Chinese Theology Student and Aspiring Pastor Warns of Country's Increasing Persecution of Christians

Amanda Casanova | Religion Today Contributing Writer | Friday, August 25, 2017
Chinese Theology Student and Aspiring Pastor Warns of Country's Increasing Persecution of Christians

Chinese Theology Student and Aspiring Pastor Warns of Country's Increasing Persecution of Christians


Derek Lam, a Christian studying theology at the Chinese University of Hong Kong, says he will probably not be allowed to fulfill his dream of being a pastor.

In a column for The New York Times, Lam says his democratic activism in Hong Kong could possibly lead to his imprisonment next month. Lam is a member of the democratic political party Demosisto.

Two of his friends were recently put in prison for peaceful protests the group organized in 2014, and more and more the government, under the leadership of General Secretary of the Community Party of China Xi Jinping, is taking control over Christian events.

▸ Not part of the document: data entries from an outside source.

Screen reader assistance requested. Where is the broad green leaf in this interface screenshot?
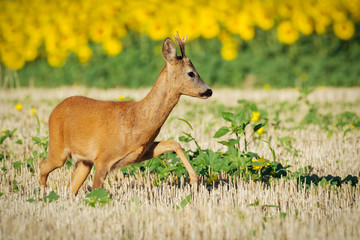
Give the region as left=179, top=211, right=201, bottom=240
left=214, top=127, right=230, bottom=138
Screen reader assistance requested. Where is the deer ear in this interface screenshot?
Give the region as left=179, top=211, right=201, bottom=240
left=163, top=38, right=176, bottom=63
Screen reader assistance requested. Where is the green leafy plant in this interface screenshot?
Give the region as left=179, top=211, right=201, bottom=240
left=84, top=188, right=113, bottom=207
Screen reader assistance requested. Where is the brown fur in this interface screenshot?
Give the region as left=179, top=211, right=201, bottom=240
left=40, top=34, right=211, bottom=194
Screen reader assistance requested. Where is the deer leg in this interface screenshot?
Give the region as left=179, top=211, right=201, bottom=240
left=68, top=161, right=93, bottom=195
left=39, top=149, right=66, bottom=187
left=92, top=160, right=110, bottom=189
left=141, top=140, right=199, bottom=185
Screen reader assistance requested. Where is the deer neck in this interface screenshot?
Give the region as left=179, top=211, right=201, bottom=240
left=139, top=66, right=180, bottom=131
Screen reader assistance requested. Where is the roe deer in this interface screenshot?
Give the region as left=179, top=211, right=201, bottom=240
left=40, top=33, right=212, bottom=194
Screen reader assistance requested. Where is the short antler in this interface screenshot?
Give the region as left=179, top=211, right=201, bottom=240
left=174, top=32, right=187, bottom=58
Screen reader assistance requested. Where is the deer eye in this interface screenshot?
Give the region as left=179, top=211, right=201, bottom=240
left=188, top=72, right=195, bottom=78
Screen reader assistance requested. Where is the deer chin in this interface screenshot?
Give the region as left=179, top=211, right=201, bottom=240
left=199, top=88, right=212, bottom=99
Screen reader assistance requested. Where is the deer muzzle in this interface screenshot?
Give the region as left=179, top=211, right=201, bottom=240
left=200, top=88, right=212, bottom=98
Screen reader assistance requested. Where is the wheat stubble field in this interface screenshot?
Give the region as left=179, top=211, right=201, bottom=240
left=0, top=88, right=360, bottom=239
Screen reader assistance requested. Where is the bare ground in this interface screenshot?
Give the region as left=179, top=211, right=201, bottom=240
left=0, top=88, right=360, bottom=239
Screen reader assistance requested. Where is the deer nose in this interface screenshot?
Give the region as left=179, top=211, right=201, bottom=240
left=205, top=88, right=212, bottom=97
left=200, top=88, right=212, bottom=98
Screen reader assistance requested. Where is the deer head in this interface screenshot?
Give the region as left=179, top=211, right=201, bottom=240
left=162, top=33, right=212, bottom=98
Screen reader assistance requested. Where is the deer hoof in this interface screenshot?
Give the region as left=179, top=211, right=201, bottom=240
left=190, top=178, right=199, bottom=185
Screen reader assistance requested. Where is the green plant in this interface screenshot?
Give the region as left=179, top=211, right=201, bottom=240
left=84, top=188, right=113, bottom=207
left=174, top=194, right=192, bottom=209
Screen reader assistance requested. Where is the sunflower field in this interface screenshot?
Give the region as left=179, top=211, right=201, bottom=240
left=0, top=0, right=360, bottom=87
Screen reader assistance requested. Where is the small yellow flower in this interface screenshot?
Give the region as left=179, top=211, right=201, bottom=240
left=251, top=112, right=260, bottom=122
left=15, top=103, right=22, bottom=111
left=251, top=156, right=270, bottom=170
left=256, top=127, right=264, bottom=135
left=276, top=20, right=299, bottom=45
left=333, top=20, right=355, bottom=40
left=264, top=84, right=271, bottom=91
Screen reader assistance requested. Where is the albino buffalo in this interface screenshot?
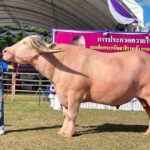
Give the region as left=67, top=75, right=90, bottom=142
left=3, top=35, right=150, bottom=137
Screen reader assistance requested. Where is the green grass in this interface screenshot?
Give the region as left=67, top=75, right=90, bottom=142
left=0, top=97, right=150, bottom=150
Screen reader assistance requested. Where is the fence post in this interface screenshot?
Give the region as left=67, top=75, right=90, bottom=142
left=11, top=73, right=16, bottom=101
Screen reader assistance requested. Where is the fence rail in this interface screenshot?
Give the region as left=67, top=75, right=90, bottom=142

“During the last evening of one of this summer’s camps, the leaders of the camp told the campers that ‘God would make China prosperous’ and that Xi Jinping’s pet infrastructure project known as ‘One Belt, One Road’ was ‘the path that God had prepared,’” Lam said. “The organizers of the camp then had the audacity to claim that ‘One Belt, One Road’ would help spread the gospel.”

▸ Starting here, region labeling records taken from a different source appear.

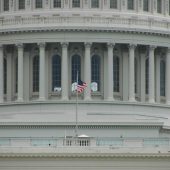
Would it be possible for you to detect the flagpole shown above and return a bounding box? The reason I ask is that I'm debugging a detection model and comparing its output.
[75,71,78,137]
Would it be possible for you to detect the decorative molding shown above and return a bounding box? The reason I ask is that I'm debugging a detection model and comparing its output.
[84,42,92,48]
[38,42,46,48]
[61,42,69,48]
[128,44,137,50]
[107,42,115,48]
[0,152,170,160]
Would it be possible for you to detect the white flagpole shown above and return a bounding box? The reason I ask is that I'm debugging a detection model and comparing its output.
[75,71,78,137]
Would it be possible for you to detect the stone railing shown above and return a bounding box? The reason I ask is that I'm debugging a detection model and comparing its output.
[0,16,170,34]
[0,137,170,149]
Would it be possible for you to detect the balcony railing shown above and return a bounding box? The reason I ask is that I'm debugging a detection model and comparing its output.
[0,16,170,33]
[0,137,170,148]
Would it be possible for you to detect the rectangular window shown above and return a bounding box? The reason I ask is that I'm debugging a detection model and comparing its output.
[4,0,9,11]
[72,0,80,8]
[35,0,43,8]
[143,0,149,12]
[18,0,25,9]
[91,0,99,8]
[127,0,134,10]
[110,0,117,9]
[157,0,162,14]
[169,0,170,15]
[54,0,61,8]
[169,0,170,15]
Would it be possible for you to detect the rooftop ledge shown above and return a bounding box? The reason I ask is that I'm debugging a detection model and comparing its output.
[0,16,170,35]
[0,147,170,159]
[0,100,170,108]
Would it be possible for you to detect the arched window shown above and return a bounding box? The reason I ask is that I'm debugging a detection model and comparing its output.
[18,0,25,9]
[127,0,134,10]
[72,0,80,8]
[145,58,149,94]
[160,60,166,96]
[91,0,99,8]
[53,0,61,8]
[4,0,9,11]
[135,57,138,93]
[157,0,162,13]
[72,55,81,83]
[143,0,149,12]
[4,58,7,94]
[91,55,100,91]
[52,55,61,91]
[15,58,18,93]
[35,0,43,8]
[113,56,120,92]
[110,0,117,9]
[33,55,40,92]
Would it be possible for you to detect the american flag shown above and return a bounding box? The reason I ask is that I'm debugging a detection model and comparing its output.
[77,79,87,93]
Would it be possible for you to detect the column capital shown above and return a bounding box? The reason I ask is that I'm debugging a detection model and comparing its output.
[84,42,92,48]
[128,44,137,50]
[107,42,115,48]
[0,44,4,50]
[38,42,46,48]
[149,45,156,51]
[167,47,170,53]
[61,42,69,48]
[16,43,24,48]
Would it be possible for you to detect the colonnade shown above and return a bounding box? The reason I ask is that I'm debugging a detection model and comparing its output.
[0,42,170,104]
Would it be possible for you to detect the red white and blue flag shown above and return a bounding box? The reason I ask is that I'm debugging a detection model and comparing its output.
[77,79,87,93]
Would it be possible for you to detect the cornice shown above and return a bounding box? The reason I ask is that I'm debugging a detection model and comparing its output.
[0,152,170,160]
[0,122,163,129]
[0,27,170,37]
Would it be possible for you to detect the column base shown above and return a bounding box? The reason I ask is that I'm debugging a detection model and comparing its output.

People in Hong Kong are being pushed to the side with the country’s communist views, Lam said.

“Beijing is encroaching not only on Hong Kong’s political freedoms but also on the most personal ones, such as religious beliefs, as part of a larger strategy to shut down any kind of organizing outside of the (Communist) party,” he said.

That’s led to the removal of crucifixes from churches and even razing some churches. Then last year, a pastor and wife were buried alive for trying to stop the destruction of their church.

Hong Kong’s bishop, Michael Yeung Ming-cheung said the churches were demolished because of “structural safety concerns.”

Lam, however, says the bishop is looking to Xi Jinping and not God for “spiritual guidance.”

“Although there is nothing I would love more than to become a pastor and preach the gospel in Hong Kong, I will never do so if it means making Jesus subservient to Xi Jinping. Instead, I will continue to fight for religious freedom in Hong Kong, even if I have to do it from behind bars,” he said.